Everything you need to know in about 5 minutes

Now that the 53 man roster is all but official, we can step back and see what kind of team the 49ers are hoping to be in 2021. As I looked at the collective group for today’s Stats & Eggs podcast, one thing became crystal clear: This team is going to absolutely punch people in the mouth. No matter which position group you look at, you see a tough, physical unit that will push you from point A to point B against your will. Exactly the way Kyle Shanahan likes to win football games.

The two groups, in particular, that stand out to me are the defensive line and the wide receivers. The sheer number of defensive linemen/edge rushers on this team alone, 11 if you’re counting, speaks to how deep and talented this group is. That depth allows the 49ers to rotate players frequently while keeping their big guns fresh for the critical situations in the game.
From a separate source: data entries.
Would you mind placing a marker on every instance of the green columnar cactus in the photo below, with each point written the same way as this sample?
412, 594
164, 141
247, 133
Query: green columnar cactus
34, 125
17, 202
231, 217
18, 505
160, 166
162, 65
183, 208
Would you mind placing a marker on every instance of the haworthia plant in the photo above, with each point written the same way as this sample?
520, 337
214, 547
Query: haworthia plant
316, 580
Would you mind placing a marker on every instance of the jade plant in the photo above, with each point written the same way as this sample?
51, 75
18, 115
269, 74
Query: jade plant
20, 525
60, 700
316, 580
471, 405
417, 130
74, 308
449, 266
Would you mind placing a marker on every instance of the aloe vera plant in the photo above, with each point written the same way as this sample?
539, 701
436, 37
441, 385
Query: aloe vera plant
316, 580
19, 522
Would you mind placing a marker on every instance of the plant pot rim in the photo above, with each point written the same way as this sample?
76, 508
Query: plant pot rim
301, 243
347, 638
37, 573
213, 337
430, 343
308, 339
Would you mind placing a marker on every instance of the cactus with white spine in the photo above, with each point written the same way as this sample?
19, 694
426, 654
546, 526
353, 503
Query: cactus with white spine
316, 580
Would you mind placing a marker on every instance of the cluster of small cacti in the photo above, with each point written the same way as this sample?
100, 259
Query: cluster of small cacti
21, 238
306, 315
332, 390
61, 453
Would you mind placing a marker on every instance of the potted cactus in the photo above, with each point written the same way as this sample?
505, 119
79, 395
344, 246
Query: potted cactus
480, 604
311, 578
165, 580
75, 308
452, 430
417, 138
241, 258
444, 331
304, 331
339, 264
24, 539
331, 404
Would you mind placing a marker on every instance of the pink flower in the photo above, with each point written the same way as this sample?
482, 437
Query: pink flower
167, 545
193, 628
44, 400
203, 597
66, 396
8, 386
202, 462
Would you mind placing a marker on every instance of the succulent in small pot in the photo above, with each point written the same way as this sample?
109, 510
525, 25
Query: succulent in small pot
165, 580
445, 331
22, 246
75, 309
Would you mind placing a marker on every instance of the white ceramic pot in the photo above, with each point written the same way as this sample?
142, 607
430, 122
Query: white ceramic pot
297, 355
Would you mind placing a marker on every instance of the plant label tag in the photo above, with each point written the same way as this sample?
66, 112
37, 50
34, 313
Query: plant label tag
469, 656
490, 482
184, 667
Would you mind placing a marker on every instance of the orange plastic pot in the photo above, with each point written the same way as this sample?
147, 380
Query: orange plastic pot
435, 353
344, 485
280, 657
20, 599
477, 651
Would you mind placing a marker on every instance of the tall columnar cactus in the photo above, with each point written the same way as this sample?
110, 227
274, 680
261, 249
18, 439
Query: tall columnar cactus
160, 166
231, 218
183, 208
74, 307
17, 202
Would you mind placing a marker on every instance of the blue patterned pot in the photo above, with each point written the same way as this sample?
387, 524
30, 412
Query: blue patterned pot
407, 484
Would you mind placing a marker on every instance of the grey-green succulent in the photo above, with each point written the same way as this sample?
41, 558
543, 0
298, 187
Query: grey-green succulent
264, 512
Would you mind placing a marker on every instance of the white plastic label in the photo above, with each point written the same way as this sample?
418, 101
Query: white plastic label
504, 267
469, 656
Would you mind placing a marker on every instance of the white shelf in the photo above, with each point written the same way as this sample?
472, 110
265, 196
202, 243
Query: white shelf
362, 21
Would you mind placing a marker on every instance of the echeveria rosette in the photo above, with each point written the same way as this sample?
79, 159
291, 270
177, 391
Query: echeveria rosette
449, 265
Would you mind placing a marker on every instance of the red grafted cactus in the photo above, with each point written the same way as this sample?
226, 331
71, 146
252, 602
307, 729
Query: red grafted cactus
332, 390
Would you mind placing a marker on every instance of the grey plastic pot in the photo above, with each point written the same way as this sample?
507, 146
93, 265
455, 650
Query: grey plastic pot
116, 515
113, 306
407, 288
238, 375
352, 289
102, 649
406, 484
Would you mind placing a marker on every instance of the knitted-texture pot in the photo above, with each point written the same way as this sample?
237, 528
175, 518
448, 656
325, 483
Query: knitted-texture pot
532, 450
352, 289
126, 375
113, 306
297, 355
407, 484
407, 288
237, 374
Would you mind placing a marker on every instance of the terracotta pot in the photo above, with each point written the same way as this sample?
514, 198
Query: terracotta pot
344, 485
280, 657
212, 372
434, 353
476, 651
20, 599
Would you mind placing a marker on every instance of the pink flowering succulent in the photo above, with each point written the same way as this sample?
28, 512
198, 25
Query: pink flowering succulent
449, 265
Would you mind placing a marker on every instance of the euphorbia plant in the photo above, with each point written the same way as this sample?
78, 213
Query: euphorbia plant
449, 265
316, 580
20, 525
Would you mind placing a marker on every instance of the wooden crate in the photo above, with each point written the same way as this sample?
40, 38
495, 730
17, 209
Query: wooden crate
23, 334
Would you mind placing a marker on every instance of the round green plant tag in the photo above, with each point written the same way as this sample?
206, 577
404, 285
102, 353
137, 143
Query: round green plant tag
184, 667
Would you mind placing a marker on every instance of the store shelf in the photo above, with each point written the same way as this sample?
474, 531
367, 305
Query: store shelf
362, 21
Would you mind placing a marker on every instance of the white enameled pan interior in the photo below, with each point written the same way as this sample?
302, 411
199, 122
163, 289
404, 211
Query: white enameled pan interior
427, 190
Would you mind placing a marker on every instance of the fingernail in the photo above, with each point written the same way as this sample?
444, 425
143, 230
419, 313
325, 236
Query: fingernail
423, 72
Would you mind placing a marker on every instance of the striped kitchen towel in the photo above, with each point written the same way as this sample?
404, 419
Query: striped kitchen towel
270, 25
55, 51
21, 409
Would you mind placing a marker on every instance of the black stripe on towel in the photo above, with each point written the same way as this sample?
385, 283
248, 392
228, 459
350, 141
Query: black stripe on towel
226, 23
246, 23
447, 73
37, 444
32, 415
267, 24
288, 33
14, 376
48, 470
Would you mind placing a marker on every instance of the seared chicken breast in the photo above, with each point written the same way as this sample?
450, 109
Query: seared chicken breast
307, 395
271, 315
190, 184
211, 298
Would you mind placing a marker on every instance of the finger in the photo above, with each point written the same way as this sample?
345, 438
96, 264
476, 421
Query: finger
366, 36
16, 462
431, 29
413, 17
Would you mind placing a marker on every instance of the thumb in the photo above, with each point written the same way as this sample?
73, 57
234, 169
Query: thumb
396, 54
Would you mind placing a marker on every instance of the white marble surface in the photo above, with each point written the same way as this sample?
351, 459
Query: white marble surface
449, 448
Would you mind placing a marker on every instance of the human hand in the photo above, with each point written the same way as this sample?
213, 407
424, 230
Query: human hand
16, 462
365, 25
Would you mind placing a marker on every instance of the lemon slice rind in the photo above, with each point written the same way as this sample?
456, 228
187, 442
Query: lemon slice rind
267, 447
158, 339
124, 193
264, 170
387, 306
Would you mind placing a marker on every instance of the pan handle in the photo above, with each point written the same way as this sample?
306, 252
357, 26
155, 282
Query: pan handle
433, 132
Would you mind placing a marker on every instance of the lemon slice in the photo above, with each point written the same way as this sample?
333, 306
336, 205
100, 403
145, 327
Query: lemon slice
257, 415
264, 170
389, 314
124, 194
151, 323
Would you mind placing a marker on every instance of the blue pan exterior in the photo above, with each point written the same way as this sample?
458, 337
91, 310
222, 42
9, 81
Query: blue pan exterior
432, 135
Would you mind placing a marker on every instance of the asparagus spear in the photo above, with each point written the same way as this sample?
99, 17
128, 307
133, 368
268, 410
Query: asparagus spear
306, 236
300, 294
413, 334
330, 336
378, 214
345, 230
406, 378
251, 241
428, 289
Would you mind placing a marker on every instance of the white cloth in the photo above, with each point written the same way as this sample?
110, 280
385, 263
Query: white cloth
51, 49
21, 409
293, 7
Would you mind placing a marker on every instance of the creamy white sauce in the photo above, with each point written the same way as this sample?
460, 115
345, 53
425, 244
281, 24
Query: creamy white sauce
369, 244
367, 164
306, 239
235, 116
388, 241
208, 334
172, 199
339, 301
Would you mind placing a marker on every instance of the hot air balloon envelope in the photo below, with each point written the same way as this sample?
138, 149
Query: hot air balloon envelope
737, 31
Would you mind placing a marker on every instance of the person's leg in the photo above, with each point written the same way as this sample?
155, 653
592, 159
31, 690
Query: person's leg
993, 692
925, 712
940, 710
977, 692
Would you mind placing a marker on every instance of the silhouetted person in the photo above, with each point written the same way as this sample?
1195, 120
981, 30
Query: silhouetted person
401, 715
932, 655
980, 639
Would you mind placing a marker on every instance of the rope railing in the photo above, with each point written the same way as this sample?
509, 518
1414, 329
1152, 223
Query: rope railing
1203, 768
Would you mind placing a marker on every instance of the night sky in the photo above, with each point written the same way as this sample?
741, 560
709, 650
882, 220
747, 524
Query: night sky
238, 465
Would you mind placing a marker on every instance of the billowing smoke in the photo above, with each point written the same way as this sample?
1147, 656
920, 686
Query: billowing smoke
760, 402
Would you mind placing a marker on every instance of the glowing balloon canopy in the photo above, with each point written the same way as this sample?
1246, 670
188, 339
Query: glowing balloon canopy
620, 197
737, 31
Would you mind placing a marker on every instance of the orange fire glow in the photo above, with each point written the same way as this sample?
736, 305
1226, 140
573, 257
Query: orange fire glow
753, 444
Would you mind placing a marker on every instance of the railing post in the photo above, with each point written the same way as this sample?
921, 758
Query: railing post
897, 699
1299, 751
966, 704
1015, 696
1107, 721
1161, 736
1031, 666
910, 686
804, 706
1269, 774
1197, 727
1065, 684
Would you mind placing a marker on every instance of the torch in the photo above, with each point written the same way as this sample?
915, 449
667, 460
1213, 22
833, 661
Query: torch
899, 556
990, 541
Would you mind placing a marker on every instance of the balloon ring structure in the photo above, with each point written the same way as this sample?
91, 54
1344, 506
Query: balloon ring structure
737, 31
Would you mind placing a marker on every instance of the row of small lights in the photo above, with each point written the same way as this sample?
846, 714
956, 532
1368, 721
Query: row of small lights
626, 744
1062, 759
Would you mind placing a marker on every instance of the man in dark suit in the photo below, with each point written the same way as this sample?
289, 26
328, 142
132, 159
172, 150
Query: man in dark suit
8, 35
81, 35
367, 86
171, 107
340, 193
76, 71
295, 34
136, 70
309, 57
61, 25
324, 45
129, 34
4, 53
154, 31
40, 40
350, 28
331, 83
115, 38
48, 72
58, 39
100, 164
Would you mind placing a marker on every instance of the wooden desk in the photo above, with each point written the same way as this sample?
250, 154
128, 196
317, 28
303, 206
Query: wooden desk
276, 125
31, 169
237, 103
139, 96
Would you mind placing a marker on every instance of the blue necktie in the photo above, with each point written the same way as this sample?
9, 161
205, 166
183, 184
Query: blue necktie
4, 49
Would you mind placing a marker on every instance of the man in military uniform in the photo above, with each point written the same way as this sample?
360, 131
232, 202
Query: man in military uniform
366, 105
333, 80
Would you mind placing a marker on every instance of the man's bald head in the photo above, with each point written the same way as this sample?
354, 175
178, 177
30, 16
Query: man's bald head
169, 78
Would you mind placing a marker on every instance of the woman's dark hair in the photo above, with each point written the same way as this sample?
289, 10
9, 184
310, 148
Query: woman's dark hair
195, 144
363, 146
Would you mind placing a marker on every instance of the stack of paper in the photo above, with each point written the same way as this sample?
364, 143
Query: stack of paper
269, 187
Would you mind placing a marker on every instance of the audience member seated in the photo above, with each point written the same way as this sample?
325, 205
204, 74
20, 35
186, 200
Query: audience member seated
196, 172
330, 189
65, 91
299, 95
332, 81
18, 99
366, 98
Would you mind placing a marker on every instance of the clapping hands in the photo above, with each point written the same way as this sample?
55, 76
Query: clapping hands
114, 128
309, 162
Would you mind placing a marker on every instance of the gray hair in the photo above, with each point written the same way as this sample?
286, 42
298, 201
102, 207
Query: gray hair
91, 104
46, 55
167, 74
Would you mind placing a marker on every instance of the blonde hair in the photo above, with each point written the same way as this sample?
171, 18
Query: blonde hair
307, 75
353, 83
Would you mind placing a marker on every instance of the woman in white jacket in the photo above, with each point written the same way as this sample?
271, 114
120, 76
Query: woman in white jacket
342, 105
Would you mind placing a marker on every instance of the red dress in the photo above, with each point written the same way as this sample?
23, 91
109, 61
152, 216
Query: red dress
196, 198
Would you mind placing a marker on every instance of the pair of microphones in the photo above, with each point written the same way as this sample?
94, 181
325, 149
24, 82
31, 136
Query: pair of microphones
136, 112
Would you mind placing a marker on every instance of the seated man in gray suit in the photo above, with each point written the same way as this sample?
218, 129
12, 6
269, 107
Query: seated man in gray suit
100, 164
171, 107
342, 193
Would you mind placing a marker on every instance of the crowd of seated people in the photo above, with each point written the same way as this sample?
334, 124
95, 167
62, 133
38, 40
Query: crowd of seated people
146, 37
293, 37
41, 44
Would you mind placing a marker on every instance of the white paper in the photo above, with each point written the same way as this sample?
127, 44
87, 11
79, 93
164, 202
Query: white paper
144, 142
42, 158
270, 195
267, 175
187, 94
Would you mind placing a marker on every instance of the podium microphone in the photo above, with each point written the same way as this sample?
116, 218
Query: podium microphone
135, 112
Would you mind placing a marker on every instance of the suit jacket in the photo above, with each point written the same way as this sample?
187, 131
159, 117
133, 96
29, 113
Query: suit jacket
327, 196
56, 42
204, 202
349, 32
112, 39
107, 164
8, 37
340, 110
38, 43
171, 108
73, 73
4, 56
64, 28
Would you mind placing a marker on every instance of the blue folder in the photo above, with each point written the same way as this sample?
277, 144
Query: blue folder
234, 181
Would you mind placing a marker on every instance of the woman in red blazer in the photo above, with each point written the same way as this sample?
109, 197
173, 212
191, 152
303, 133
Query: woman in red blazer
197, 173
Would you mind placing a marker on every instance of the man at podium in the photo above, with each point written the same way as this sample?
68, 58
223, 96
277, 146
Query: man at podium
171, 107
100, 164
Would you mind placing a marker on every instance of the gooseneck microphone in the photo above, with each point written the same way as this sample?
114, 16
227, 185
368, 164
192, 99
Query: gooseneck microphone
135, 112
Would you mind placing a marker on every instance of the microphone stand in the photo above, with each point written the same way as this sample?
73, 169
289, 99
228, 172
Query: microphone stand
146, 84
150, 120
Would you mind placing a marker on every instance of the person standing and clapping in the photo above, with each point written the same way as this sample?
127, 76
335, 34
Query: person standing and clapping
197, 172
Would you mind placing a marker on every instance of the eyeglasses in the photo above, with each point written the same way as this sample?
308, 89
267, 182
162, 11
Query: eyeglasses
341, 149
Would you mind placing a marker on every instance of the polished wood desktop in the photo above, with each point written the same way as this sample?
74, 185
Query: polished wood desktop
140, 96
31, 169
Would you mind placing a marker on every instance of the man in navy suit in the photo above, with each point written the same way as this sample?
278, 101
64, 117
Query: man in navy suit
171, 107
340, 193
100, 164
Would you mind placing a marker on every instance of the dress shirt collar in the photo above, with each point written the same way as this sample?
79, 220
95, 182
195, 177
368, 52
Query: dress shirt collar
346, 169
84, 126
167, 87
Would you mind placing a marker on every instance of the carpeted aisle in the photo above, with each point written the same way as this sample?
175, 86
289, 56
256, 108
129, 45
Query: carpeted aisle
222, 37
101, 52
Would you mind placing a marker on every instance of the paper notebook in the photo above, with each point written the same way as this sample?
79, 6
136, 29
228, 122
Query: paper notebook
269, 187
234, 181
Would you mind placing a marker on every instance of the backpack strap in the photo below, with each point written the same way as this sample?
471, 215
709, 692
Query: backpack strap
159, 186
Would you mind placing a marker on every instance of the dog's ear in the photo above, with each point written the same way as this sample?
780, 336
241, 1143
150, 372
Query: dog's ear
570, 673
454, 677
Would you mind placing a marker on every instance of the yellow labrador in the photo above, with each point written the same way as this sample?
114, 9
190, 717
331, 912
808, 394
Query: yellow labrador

It’s one thing to try and convert a 3rd and 6 against Nick Bosa, Arik Armstead, and Dee Ford. It’s another thing altogether when you’re facing Bosa, Armstead, and Ford when they’ve been able to get full rest on the sidelines because the replacements are still kicking ass. Keeping those guys fresh is imperative because the entire defense is built around pressure from the defensive line. The 49ers can clearly do that, so the unit should scare the bejesus out of opposing quarterbacks all year long.

As for the wide receivers, you could argue that no team in the league has a more physical wide receiver room than the 49ers. Tennessee might have the two most physically imposing starters in AJ Brown and Julio Jones. Still, from top to bottom, I’d put the physicality of the 49ers’ pass-catchers up against anyone. Good luck to anyone defender trying to tackle Deebo Samuel, Jauan Jennings, Trent Sherfield, or Jalen Hurd with a full head of steam.

The group’s similar body type and play styles tell me Kyle Shanahan wants to be able to use interchangeable parts at any time. He wants his receivers to threaten the defense at every level - especially out of the backfield. Given the variability at quarterback, this is an incredibly useful tool to use to help keep the offense on schedule. They all should be an asset in the ground game as well, which we all know is the key to Kyle Shanahan’s heart.

As a whole, the team is set up to play very complimentary football throughout the year. The plan most weeks will be to move the chains with the running game and gash defenses with play-action passes. Hopefully, that leads to points, which will cause other teams to become one-dimensional and play right into the hands of the pass rushers up front.

If not, the defense will still be good enough to force offenses to go on long drives to score points, which will keep the game close enough for Kyle Shanahan to scheme up enough offense to win most of the time.

That’s the plan, anyway. Mike Tyson once said, “Everybody has a plan until they get punched in the mouth.” Fortunately, more often than not, the 49ers will be the ones throwing the punches.